I found a water hose near the pavilion and told Madison to take her sandals off. “They’re all muddy!” she protested. “No shit,” I said. Oops. “Take them off and I’ll wash your hands later.” She listened. I sprayed her feet down and ended up using my hands to wipe away most of the mud from her feet. I got water all over my shoes and the bottoms of my pant legs. Also, my hands were muddy. Some of it got under my fingernails. I hate that. “What are you going to do next time?” Lynnette asked Madison. Maybe she couldn’t hear Lynnette because of the running water, but I doubt it. “Mom’s asking you something,” I said to Madison. “Stay with dad!” Mad shouted. “That’s right!” I said. “If you had listened to me, I wouldn’t be scrubbing mud off of your sandals while wearing dress pants,” I said in a voice that feigned excitement.
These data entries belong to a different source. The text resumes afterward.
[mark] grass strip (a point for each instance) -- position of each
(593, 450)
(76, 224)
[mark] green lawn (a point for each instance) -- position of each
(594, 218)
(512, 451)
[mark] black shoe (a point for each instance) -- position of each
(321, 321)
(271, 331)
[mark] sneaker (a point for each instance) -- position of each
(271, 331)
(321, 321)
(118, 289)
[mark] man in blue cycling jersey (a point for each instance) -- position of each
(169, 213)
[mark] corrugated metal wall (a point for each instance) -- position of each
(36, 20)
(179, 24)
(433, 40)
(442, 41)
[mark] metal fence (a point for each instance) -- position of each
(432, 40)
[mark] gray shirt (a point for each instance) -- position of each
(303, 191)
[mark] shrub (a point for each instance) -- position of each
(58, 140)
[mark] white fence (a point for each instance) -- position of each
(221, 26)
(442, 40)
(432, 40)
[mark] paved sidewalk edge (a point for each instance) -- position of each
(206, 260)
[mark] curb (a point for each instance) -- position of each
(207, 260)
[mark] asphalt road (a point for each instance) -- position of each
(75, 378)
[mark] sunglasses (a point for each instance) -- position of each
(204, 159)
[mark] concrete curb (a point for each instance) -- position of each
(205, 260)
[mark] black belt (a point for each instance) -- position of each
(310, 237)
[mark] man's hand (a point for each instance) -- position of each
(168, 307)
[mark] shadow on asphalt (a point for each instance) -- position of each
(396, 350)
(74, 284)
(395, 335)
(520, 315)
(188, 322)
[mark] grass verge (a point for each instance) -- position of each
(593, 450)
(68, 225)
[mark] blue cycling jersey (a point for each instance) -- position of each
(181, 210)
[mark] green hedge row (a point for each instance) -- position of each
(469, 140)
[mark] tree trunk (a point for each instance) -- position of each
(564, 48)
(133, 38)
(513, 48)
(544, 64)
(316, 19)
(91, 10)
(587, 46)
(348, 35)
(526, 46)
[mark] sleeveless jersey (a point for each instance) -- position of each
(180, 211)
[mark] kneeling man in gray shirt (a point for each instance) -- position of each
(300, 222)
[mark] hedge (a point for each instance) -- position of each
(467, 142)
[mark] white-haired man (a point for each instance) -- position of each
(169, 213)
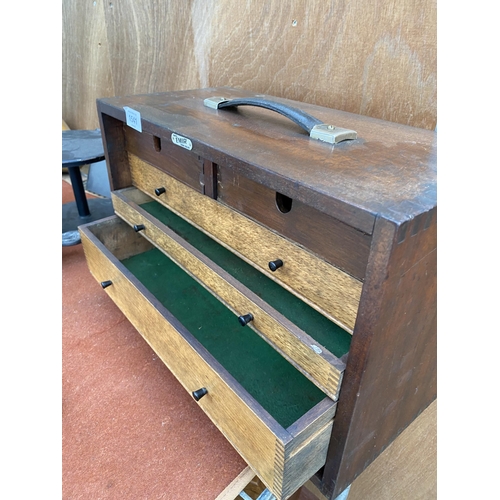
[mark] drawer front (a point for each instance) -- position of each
(323, 286)
(340, 244)
(270, 450)
(180, 163)
(320, 366)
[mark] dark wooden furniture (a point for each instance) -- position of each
(325, 252)
(79, 148)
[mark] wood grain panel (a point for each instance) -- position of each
(323, 369)
(326, 288)
(255, 435)
(377, 59)
(86, 67)
(151, 45)
(336, 242)
(253, 439)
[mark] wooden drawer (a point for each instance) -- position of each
(323, 286)
(343, 246)
(276, 419)
(314, 348)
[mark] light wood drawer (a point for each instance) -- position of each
(324, 287)
(314, 349)
(281, 427)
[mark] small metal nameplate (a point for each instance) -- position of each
(183, 142)
(133, 118)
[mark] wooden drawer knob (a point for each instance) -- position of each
(245, 319)
(197, 395)
(275, 264)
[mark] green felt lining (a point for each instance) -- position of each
(276, 385)
(321, 329)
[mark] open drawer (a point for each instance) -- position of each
(274, 416)
(308, 340)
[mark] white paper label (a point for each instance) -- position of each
(183, 142)
(133, 118)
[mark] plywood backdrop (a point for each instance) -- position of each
(375, 58)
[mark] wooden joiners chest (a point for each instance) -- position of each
(325, 252)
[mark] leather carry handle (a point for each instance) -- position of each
(314, 127)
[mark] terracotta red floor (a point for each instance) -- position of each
(130, 430)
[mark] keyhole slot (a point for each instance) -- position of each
(283, 203)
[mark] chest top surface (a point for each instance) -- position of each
(388, 171)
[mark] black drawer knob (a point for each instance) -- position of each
(197, 395)
(245, 319)
(275, 264)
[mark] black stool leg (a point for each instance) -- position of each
(79, 191)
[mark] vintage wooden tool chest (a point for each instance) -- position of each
(280, 258)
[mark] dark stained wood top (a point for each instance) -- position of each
(389, 171)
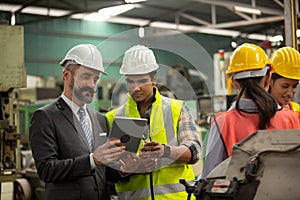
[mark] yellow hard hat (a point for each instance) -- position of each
(286, 62)
(247, 57)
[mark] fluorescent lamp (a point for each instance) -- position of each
(134, 1)
(276, 38)
(127, 20)
(105, 13)
(35, 10)
(298, 32)
(247, 10)
(13, 19)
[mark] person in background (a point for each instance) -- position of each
(172, 143)
(286, 76)
(253, 109)
(68, 140)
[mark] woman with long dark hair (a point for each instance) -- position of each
(253, 109)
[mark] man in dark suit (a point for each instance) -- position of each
(71, 150)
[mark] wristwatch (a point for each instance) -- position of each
(167, 151)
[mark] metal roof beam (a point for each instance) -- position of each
(233, 3)
(247, 23)
(194, 19)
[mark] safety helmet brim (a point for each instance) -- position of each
(86, 55)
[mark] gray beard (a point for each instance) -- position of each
(78, 94)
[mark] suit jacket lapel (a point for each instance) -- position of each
(67, 112)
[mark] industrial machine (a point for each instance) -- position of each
(265, 165)
(13, 75)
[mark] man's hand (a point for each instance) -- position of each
(129, 163)
(152, 150)
(108, 152)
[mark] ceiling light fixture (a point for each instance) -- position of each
(134, 1)
(105, 13)
(247, 10)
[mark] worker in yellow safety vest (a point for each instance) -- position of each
(170, 146)
(286, 76)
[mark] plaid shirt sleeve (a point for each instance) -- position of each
(188, 134)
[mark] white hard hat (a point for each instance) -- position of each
(86, 55)
(138, 60)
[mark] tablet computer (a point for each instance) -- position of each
(130, 131)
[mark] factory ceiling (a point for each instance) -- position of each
(229, 17)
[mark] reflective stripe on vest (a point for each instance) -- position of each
(168, 120)
(159, 190)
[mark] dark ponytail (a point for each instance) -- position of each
(266, 104)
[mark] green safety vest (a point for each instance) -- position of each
(162, 129)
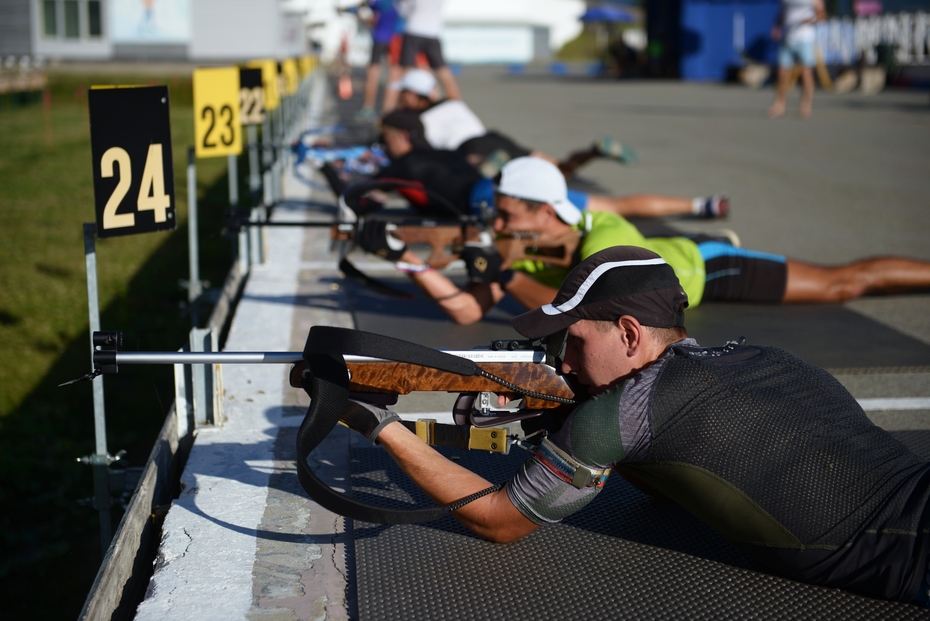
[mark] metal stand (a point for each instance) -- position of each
(194, 286)
(100, 460)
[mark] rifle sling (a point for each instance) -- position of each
(358, 276)
(329, 394)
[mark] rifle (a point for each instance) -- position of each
(339, 364)
(447, 237)
(446, 233)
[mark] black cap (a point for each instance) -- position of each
(621, 280)
(409, 121)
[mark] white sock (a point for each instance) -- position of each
(697, 205)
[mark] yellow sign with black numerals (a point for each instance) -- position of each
(307, 63)
(217, 130)
(269, 81)
(130, 140)
(291, 76)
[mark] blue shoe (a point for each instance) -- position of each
(616, 150)
(366, 115)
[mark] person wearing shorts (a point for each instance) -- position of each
(385, 43)
(794, 30)
(532, 198)
(421, 36)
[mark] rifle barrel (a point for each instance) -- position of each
(293, 357)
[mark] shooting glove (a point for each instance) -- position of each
(374, 236)
(367, 419)
(483, 263)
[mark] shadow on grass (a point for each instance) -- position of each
(50, 540)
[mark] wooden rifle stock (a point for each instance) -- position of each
(401, 378)
(446, 242)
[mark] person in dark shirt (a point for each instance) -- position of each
(450, 174)
(773, 453)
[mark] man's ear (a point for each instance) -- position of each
(631, 333)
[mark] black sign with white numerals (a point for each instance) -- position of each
(251, 97)
(130, 137)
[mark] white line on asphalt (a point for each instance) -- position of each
(365, 266)
(902, 403)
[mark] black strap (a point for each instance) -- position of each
(329, 394)
(352, 195)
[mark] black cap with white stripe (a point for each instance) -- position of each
(621, 280)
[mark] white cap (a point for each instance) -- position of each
(416, 81)
(535, 179)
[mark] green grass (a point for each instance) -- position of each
(49, 542)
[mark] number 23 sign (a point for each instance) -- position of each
(130, 135)
(217, 129)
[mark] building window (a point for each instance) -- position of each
(72, 20)
(49, 18)
(94, 27)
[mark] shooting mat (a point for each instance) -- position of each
(625, 556)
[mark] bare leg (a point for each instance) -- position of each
(781, 94)
(576, 160)
(395, 73)
(814, 283)
(807, 92)
(659, 206)
(371, 86)
(448, 83)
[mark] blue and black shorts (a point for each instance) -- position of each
(737, 274)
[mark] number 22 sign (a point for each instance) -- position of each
(130, 136)
(217, 129)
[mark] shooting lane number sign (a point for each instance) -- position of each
(130, 138)
(217, 128)
(269, 81)
(251, 97)
(291, 76)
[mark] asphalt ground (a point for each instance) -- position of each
(852, 182)
(243, 541)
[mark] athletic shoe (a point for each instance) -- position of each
(615, 150)
(716, 206)
(729, 236)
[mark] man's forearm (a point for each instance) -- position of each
(463, 307)
(492, 517)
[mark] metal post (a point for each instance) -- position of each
(255, 173)
(194, 288)
(233, 181)
(267, 139)
(100, 460)
(202, 376)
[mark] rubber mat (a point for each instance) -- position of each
(826, 335)
(625, 556)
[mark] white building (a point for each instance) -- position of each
(476, 31)
(199, 30)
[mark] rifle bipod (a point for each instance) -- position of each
(348, 364)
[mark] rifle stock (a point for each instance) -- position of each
(400, 378)
(446, 242)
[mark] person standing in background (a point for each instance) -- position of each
(794, 30)
(421, 35)
(386, 26)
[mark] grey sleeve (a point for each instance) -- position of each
(591, 435)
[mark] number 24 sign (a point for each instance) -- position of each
(217, 129)
(130, 135)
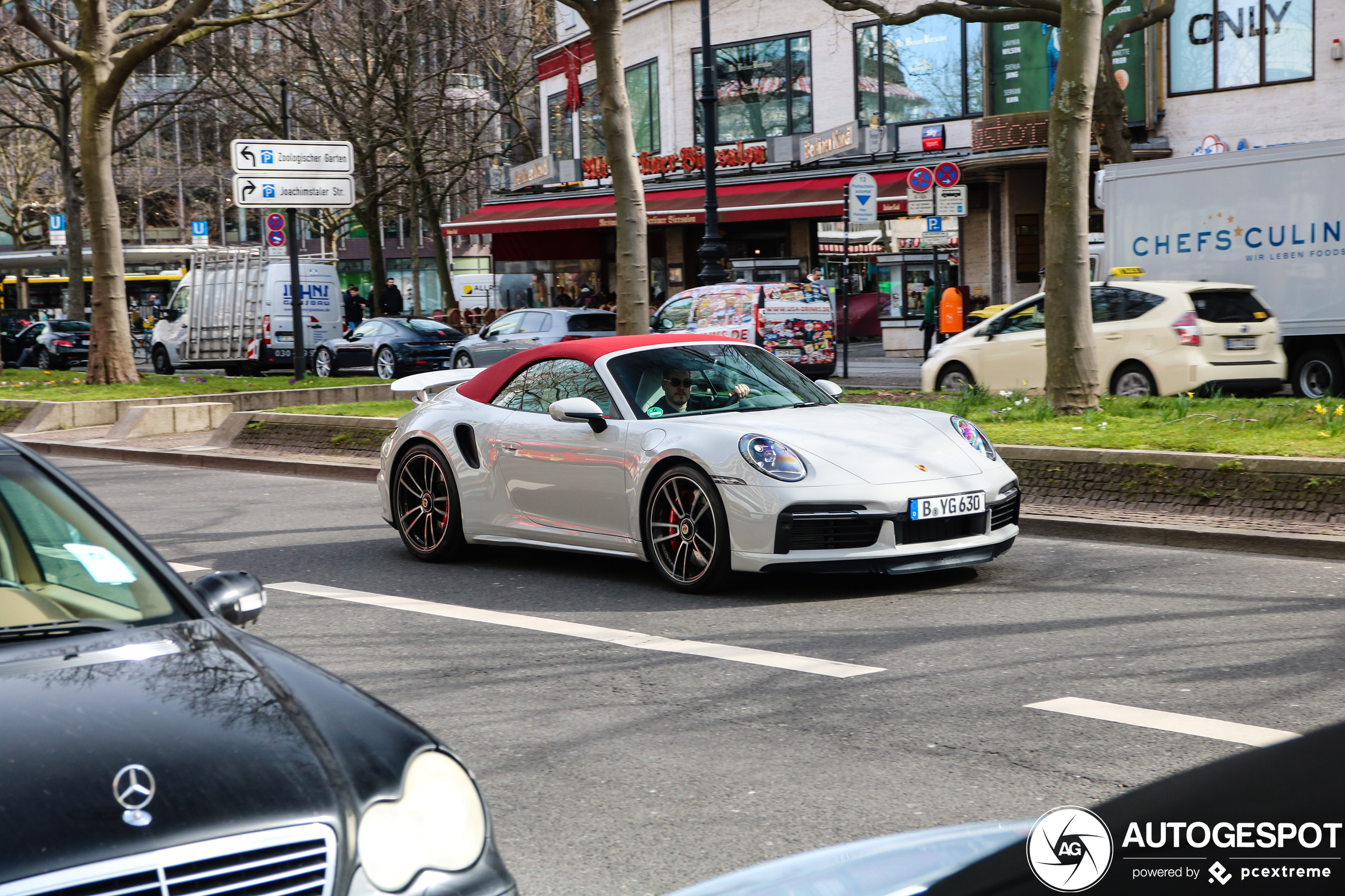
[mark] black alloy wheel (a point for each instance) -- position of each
(955, 378)
(387, 365)
(425, 505)
(1133, 381)
(323, 363)
(686, 532)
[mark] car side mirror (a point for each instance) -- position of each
(235, 597)
(579, 410)
(830, 388)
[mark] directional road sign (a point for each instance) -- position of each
(947, 174)
(295, 191)
(292, 156)
(864, 201)
(919, 179)
(952, 201)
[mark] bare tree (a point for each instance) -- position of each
(633, 268)
(105, 50)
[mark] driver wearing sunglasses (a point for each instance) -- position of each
(678, 400)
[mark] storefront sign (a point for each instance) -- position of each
(830, 143)
(657, 221)
(688, 159)
(1009, 132)
(531, 174)
(1024, 57)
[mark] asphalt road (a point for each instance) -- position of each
(618, 770)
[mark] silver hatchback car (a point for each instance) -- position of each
(529, 328)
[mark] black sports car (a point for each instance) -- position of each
(392, 347)
(50, 346)
(151, 747)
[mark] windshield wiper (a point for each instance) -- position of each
(65, 629)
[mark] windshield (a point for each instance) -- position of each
(58, 563)
(422, 325)
(711, 379)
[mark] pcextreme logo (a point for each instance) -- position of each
(1070, 849)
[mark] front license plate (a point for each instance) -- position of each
(947, 505)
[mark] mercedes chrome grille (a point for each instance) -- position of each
(285, 862)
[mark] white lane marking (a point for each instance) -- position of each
(1199, 726)
(580, 630)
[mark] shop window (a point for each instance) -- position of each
(1027, 248)
(1215, 45)
(927, 70)
(642, 90)
(764, 89)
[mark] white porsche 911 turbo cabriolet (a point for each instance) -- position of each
(700, 455)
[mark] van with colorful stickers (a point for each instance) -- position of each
(794, 321)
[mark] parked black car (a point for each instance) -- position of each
(390, 347)
(153, 747)
(529, 328)
(51, 346)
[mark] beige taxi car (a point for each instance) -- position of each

There is going to come a day when Madison discovers what sarcasm is. It’s going to be a turning point in our relationship.
Since we drove the Highlander to the ceremony, Madison had to cruise panties on the way home. “Beba-bebe-bebadeez,” I sang to the tune of that Coldplay song. “Stop that, dad!” Madison said. “Okay, Mud Butt,” I replied. I looked in the rear view just in time to see Mad’s scrunched-up nose and angry eyebrows fade from her face.